Recently, I discussed linear regression analysis in this space. In this piece, I’m going to look at logistic regression, which is just like linear regression, but with a different cost function. The cost function is the element that deviates the path from linear to logistic. In linear regression, the output is a continuously valued label, such as the heat index in Atlanta or the price of fuel. Unfortunately, only a small set of problems actually deal with continuous values.
Having said that, there are scenarios where classification comes into the picture. Consider an example in which the output juggles between true and false. Linear regression wouldn’t be able to solve this problem because the output is discrete. With logistic regression, though, we can segregate the processed inputs into discrete classes by estimating the probabilities. There’s a lot more in the box, though, and so, in this article, we’ll explore every minute detail to understand logistic regression. We’ll also go over how to code a small application logistic regression using TensorFlow 2.0.
Introduction to Logistic Regression
Logistic regression uses probabilities to distinguish inputs and thereby puts them into separate bags of output classes. To better understand how this process works, let’s look at an example.
Consider a case where you want to sketch a relation between your basketball shot’s accuracy and the distance you shoot from. On the whole, it’s about predicting whether you make the basket or not. Let’s suppose you’re going to predict the answer using linear regression. The relation between the win (y) and distance (x) is given by a linear equation, y = mx + c. As a prerequisite, you played for a month, jotted down all the values for x and y, and now you insert the values into the equation. This completes the training phase.
Later, you want to estimate the possibility of making the shot from a specific distance. You note the value x and pass it to the trained math equation described above. It will now be a static equation, i.e. y = (trained_m)x + (trained_c). As a result, a y (win) value flew out of the equation. Discretizing y to predict the output, either win or lose, isn’t a great technique. Although it technically works, it isn’t a sound approach because y isn’t a probability.
What about using an activation function in the final stage to compel the output to fall into either the win class or the lose class? This indeed seems like a fix to our problem because it takes the concept of probability into consideration. This technique is what’s meant by logistic regression. Yet this isn’t the whole story, so let’s get a detailed overview of the fix.
What Is Wrong With Linear Regression for Classification?
Linear regression never deals with probabilistic values. It simply draws a linear interpolation between data points and constructs a hyperplane such that the error is minimized between the points and the hyperplane. There is no meaningful threshold at which you can distinguish one class from the other. This actually seems like a rote-learning approach.

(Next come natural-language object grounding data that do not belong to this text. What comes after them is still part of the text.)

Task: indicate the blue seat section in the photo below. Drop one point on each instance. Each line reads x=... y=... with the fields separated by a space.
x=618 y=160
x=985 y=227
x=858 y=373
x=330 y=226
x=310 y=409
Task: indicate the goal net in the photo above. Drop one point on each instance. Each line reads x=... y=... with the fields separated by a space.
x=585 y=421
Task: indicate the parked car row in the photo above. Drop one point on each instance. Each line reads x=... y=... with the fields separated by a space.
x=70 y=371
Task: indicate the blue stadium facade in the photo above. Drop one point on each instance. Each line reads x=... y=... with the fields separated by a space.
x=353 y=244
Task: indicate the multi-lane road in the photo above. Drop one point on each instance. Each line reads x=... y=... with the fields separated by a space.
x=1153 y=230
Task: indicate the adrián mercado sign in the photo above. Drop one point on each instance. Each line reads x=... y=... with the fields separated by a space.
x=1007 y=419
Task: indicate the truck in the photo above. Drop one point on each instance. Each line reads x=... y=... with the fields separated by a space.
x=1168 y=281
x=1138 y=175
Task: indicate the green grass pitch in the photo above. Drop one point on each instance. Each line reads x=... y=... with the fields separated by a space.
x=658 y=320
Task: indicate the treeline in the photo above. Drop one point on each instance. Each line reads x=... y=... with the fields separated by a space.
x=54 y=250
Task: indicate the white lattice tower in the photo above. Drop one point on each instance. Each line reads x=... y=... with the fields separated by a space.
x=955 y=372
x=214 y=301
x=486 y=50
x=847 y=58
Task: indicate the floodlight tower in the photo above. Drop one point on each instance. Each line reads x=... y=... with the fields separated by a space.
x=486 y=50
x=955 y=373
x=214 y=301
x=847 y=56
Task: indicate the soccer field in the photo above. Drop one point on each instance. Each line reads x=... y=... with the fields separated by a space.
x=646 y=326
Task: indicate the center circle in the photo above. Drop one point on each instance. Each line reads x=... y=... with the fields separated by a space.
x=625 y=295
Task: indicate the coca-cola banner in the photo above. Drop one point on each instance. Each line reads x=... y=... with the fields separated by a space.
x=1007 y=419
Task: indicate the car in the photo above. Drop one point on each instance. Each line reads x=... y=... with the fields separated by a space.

Also, consider a case where you would want to do multi-class classification. To accomplish this with linear regression, the outputs need to be labeled with the respective class labels. Say the class labels are 1, 2, 3 and 4. When the input value is fed with a positive weight, the output would be biased towards the class with higher class labels in a majority of the cases. Therefore, linear regression isn’t sufficient for solving classification problems.
Types of Logistic Regression
Logistic regression can be one of three types based on the output values:
- Binary Logistic Regression, in which the target variable has only two possible values, e.g., pass/fail or win/lose.
- Multi Logistic Regression, in which the target variable has three or more possible values that are not ordered, e.g., sweet/sour/bitter or cat/dog/fox.
- Ordinal Logistic Regression, in which the outputs are ordered in some way, e.g., bad/good/better/best or low/medium/high.
Theory and Interpretation
So far, we’ve explored an abstract view of logistic regression analysis. Now, let’s look into the math that actually molds logistic regression.
Sigmoid Activation
The activation function is the primary factor that yields desired outputs by manipulating the values. In logistic regression, we use logistic activation/sigmoid activation. This maps the input values to output values that range from 0 to 1, meaning it squeezes the output to limit the range. This activation, in turn, is the probabilistic factor. It is given by the equation
where n is the algorithm’s prediction, i.e. y or mx + c. In this equation, logistic(n) is the probability estimate.
Mathematically, the output would be
Here, the output y is substituted in the sigmoid activation function to output a probability that lies in between 0 and 1. P(y=1) indicates that as the probability nears 1, our model is more confident that the output is in class 1.
Decision Boundary
A threshold can be set to 0.5, meaning the values that fall below 0.5 could be labeled as class A instances, and the values that fall above 0.5 could be labeled as class B instances. We call this threshold a decision boundary because it establishes and finalizes the decision by splitting the output values.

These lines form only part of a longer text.